Morgenthau at once began to agitate for their return, and his task was not made easier by the arrival of a message from Sir Edward Grey, the British Foreign Secretary, stating that Enver and his fellow Ministers would be held personally responsible for any injury to the hostages.
‘I presented this message to Enver on May 9th,’ Morgenthau writes. ‘I had seen Enver in many moods, but the unbridled rage which Sir Edward’s admonition now caused was something entirely new. As I read the telegram his face became livid, and he absolutely lost control of himself. The European polish which Enver had sedulously acquired dropped like a mask; I now saw him for what he really was — a savage, bloodthirsty Turk. “They will not come back,” he shouted, “I shall let them stay there until they rot. I would like to see those English touch me.” And he added, “Don’t ever threaten me.” In the end, however, he calmed down and agreed that the hostages could come back to Constantinople.’

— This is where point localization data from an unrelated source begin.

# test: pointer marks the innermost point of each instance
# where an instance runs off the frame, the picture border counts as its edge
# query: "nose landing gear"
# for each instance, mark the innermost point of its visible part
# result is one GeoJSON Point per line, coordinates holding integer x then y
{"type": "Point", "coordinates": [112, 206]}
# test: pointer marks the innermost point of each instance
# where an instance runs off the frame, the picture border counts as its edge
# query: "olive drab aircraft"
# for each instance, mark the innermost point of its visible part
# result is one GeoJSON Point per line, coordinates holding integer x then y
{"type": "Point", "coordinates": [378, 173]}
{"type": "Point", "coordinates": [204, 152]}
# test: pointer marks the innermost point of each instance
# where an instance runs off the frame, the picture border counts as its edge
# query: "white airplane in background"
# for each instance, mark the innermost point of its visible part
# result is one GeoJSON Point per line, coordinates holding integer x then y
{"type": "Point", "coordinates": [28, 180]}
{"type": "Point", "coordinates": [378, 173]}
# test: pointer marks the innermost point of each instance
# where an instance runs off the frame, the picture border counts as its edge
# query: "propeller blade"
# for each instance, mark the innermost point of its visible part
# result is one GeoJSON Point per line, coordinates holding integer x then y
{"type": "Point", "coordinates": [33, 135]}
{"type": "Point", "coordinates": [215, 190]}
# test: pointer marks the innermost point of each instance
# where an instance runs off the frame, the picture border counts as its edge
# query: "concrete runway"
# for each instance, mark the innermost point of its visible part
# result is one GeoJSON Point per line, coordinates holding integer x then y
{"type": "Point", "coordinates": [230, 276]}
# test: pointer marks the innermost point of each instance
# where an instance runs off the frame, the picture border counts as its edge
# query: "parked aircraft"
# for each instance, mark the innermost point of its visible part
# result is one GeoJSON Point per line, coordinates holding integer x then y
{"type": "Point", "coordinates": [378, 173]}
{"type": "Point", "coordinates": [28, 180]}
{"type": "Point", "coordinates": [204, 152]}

For a day or two this incident was the talk of Constantinople, but it was soon swallowed up in the general tide of half-truths and gossip, in the long, weary ennui of waiting for something definite to happen. Constantinople had a strange drifting existence at this time; it was in the war but not of it. It heard nothing and saw nothing and yet was ready to fear everything. The third week of May went by and still very few people had any real inkling of what was happening at the Dardanelles beyond the barren fact that the Allies were neither advancing nor being driven away. Nothing was published in the newspapers about the disastrous attack on the Anzac bridgehead on May 19, and the Ministry of War was careful to see that the increasing numbers of wounded returning from the front were taken through the city in the middle of the night when the streets were deserted. One quiet, uneasy day followed another, and it was not until May 25 that in the most unexpected and alarming way Constantinople was made to realize at last that the war was very near and very threatening. A British submarine surfaced in the Golden Horn.
The submarines in the second world war did far more damage than in the first, but they never re-created quite the same sort of helplessness, the sense of unfair lurking doom. In 1915 there were no depth charges and no asdic, and unless the submarine surfaced and exposed itself to ramming or to gunfire there was no sure means of detecting or destroying it. The unwieldy nets that were hung around the battleships were only a gesture of defence, and after the sinking of the Lusitania no merchantman ever felt safe, even in convoy, even at night.